Robert Horry was one of the most beloved role players in the history of the Los Angeles Lakers. He hit some of the biggest game-winning and game-clinching shots in team history, including, of course, his dagger at the buzzer of Game 4 of the 2002 Western Conference Finals against the Sacramento Kings.
Neither the Kings nor the city of Sacramento has ever gotten over that 3-pointer, even 20 years later. But Horry’s contributions to the early 2000s Lakers went far beyond shots like that.
He is also one of the luckiest players in NBA history, as he got to win multiple rings with three different teams: the Lakers, Houston Rockets and San Antonio Spurs. In doing so, he got to play with Shaquille O’Neal, Hakeem Olajuwon and Tim Duncan, probably the three best big men of the last two decades.
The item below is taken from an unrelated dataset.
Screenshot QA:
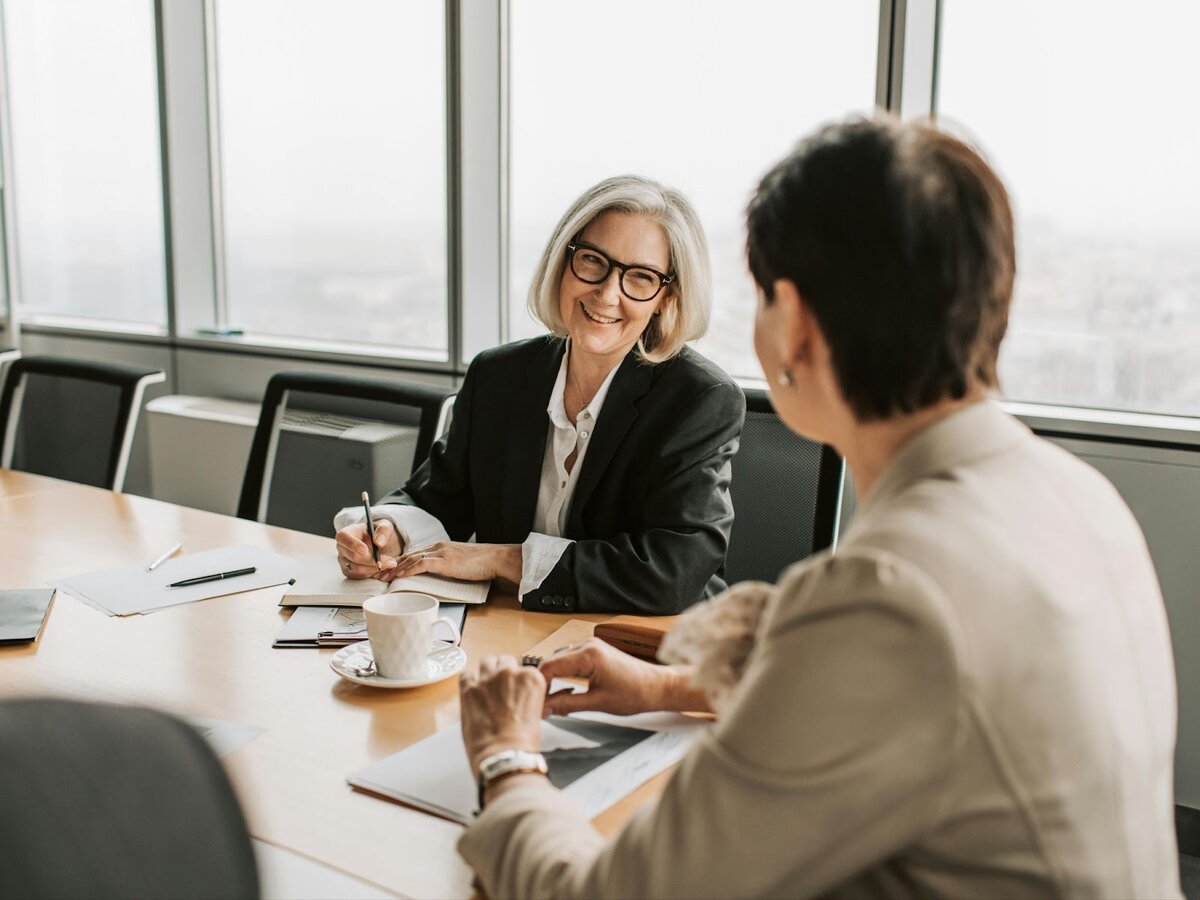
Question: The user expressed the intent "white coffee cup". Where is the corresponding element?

On a recent episode of the “All The Smoke” podcast, Horry may have irked some Lakers fans when he said Olajuwon and not O’Neal was the best big man he ever played with (h/t Lakers Nation).
“All the other teams I played for, the one common denominator was great big men. Think about it, Shaq, Tim Duncan. And if you said right now, name the top five big men, I played with three of them… Dream No. 1 by far. We don’t like to, nobody wants to talk about it. I think you have these guys who are quiet. Think about it. Dream, he’s a really quiet guy, you can’t get him to do much, to say much. So we kind of veer away from him. We don’t talk about him, but to me, if you look at what he put together. Defensive player of the year, MVP in one season. All-time leading shot blocker. Those things that you look at his history and what he’s done for the game and where he is, how he started the game. This dude didn’t play basketball growing up. Went to [University of Houston] where they weren’t, think about it, we all went to college where they are going to teach you. U of H they just rolled the ball out there and he went to work. So I think with his body of work was just incredible. And he’s just a good dude too. That’s what you have to think about. A good dude.”
An argument could be made that Olajuwon was O’Neal’s equal when the former was at his peak in the mid-1990s. However, Olajuwon’s prime lasted just a few years, while O’Neal was in his prime for up to a full decade.
In the end, it is somewhat difficult to compare the two. While O’Neal was the ultimate power player and probably one of the three greatest physical specimens in basketball history, Olajuwon was arguably the most skilled center ever, and his post moves, ball fakes and footwork were something to behold.